You are unlikely to have completely drained the bucket of fears that are keeping them awake. But I’d bet money that if your child has not finished, and still has a load of feelings in their emotional backpack, they will give you another chance, sooner rather than later, to set a limit and listen to them until they are done.
Consistent connection…not taking a “hard-line”
Focussing on consistency has your attention on the wrong solution (teaching/instruction/information and advice-giving) based on an incorrect (or at least insufficient) understanding of the problem (that the root of the problem is cognitive).
In a way, a focus on consistency simply does not give you enough room to move.
The “ emotional framework” puts your focus on connection with your child, and on taking opportunities to set limits when your child is off-track, in order to pull up, and release the feelings which are getting in the way of good thinking and co-operation.

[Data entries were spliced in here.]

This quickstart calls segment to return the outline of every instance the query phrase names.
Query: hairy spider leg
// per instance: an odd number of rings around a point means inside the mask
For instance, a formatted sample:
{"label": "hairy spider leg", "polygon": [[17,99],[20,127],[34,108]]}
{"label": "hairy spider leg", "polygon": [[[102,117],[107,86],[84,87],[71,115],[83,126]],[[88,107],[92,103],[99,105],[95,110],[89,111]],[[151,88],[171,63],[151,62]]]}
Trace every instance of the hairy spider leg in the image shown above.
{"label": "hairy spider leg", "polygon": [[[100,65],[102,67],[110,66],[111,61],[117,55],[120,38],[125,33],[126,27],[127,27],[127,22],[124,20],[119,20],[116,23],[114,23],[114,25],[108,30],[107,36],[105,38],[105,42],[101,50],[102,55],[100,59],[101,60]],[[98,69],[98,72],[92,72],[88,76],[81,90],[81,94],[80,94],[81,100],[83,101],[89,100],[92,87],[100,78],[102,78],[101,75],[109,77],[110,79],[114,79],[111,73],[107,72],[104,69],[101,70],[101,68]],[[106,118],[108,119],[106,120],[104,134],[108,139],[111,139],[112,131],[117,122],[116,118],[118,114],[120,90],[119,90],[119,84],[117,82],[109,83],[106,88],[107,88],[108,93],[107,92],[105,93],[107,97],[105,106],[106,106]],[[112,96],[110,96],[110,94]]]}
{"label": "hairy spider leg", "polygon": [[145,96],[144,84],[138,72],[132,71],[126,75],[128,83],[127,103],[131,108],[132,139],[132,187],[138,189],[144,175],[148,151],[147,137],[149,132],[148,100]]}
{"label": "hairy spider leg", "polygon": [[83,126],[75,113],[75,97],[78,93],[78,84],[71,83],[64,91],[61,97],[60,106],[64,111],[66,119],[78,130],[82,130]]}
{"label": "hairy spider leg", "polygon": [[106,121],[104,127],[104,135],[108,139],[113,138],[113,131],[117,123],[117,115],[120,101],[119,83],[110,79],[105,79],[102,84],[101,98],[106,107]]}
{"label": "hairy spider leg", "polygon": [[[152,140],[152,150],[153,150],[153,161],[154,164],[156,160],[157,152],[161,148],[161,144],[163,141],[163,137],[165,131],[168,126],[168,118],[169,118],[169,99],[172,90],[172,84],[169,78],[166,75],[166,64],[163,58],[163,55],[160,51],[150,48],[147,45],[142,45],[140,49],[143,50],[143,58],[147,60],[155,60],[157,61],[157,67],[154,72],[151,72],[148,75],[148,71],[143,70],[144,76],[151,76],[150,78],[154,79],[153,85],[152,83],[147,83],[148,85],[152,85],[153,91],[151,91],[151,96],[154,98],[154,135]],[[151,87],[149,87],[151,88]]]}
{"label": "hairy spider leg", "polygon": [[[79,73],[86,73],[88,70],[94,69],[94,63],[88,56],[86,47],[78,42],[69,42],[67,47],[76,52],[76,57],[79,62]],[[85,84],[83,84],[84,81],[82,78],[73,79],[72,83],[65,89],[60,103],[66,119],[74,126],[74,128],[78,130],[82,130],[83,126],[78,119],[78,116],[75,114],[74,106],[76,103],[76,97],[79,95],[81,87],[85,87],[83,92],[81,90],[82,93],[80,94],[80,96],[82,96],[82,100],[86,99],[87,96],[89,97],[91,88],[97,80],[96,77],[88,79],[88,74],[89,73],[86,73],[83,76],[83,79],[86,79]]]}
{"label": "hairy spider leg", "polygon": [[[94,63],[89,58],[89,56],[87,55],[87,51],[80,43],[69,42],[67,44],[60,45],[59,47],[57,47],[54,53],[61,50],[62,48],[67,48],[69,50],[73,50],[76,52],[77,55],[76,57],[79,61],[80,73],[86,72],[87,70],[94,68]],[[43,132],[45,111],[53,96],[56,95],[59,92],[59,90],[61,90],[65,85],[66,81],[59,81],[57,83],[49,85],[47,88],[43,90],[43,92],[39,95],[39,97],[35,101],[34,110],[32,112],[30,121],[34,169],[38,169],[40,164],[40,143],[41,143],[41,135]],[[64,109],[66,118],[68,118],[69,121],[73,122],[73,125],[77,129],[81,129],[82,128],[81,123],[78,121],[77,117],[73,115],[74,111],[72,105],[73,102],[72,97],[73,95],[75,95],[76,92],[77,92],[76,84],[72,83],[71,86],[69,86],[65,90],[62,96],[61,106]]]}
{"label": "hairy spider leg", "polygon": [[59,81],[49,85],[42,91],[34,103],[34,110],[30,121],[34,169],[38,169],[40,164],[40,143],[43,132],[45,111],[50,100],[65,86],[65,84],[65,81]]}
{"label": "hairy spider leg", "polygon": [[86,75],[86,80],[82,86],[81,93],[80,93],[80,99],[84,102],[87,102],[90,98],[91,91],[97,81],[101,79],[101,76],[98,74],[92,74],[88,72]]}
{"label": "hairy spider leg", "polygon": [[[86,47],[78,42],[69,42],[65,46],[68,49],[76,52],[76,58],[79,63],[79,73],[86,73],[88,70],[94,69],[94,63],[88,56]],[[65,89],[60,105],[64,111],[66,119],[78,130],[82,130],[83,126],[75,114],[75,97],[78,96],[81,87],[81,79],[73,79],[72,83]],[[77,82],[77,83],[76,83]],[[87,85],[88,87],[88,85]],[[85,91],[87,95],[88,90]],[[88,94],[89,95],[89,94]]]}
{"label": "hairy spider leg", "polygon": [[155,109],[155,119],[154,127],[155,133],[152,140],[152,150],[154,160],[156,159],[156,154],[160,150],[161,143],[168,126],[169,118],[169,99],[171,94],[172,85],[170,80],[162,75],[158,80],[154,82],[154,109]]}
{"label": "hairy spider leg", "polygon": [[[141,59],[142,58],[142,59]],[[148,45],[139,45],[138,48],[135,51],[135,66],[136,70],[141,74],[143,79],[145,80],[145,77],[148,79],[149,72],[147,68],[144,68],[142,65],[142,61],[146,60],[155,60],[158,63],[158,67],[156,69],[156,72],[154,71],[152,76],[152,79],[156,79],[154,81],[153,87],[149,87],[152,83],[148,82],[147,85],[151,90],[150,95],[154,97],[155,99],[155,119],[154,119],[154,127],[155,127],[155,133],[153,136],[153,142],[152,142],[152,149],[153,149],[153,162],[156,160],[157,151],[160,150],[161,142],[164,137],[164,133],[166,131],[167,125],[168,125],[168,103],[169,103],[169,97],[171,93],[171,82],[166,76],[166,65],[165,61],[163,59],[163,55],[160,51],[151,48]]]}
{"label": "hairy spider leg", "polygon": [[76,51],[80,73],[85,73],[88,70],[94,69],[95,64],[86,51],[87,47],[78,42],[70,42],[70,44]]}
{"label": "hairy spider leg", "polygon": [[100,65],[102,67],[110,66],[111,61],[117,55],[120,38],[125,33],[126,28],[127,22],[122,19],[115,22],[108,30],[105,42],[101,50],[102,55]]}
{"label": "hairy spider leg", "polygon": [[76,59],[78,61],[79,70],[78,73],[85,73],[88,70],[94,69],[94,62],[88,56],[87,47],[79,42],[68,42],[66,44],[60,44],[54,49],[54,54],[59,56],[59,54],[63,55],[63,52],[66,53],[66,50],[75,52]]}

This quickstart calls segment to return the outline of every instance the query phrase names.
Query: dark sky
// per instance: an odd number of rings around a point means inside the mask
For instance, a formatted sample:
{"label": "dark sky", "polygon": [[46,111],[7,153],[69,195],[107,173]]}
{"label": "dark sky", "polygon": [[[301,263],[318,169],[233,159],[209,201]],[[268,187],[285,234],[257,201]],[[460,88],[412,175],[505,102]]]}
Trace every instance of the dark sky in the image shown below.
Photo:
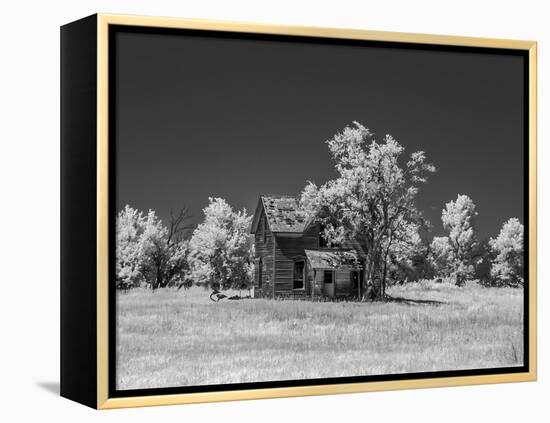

Chances are, to keep doing that well, you’ll need to find someone who can listen to you – after all, your child isn’t the only one with feelings!
Go well, stay connected, and pace yourselves. Parenting is a long-term project.
Not sure where to start with applying HandinHand in your family? Tried something and it didn’t seem to work? Madeleine loves to help: why not book a Free 20 Minute Consultation, and she can direct you to the best resources and support.
[i] In talking about limit setting, I am assuming that what you are asking of your child is reasonable and workable. We need to check – with our Listening Partners, or with someone with whom we can talk about the details and challenges of parenting. Ask “Is my limit reasonable?” and “Am I going to be able to hold this limit (i.e. enforce it)”. Expecting a two year old to get through the supermarket without touching anything, for instance, is not reasonable or workable. Insisting on an early bedtime with an older toddler when they napped for several hours in the day may not be reasonable or workable. Expecting your older child not to scroll on his phone at night may not be reasonable or workable, given how addictive digital devices can be.
[ii] Just to be clear, I don’t have a “position” on sleeping arrangements. I’m a fan of “musical beds” – such that everyone is sleeping in a bed big enough for them to sleep there reasonably comfortably with someone else if necessary. Who sleeps where depends on what is going on in your household at any particular point in time. That said, if your child’s insistence on sleeping with you is wearing you out, then it might be time to embark on the emotional project of helping them relax about where and who they sleep with. On the other side of the project, they may, or may not, sometimes sleep here, and other times sleep there, depending on what works best for everyone, but the choice won’t be rigid.
[iii] To bolster your child’s sense of connection with you, especially when you notice that you are having to set lots of limits, it’s good to make sure that you are doing plenty of Special Time with your child. This is the Listening Tool that gives your child a deep sense that you are on their side. They will “borrow” from this when you set a limit – at which time they are probably convinced that you are not on their side!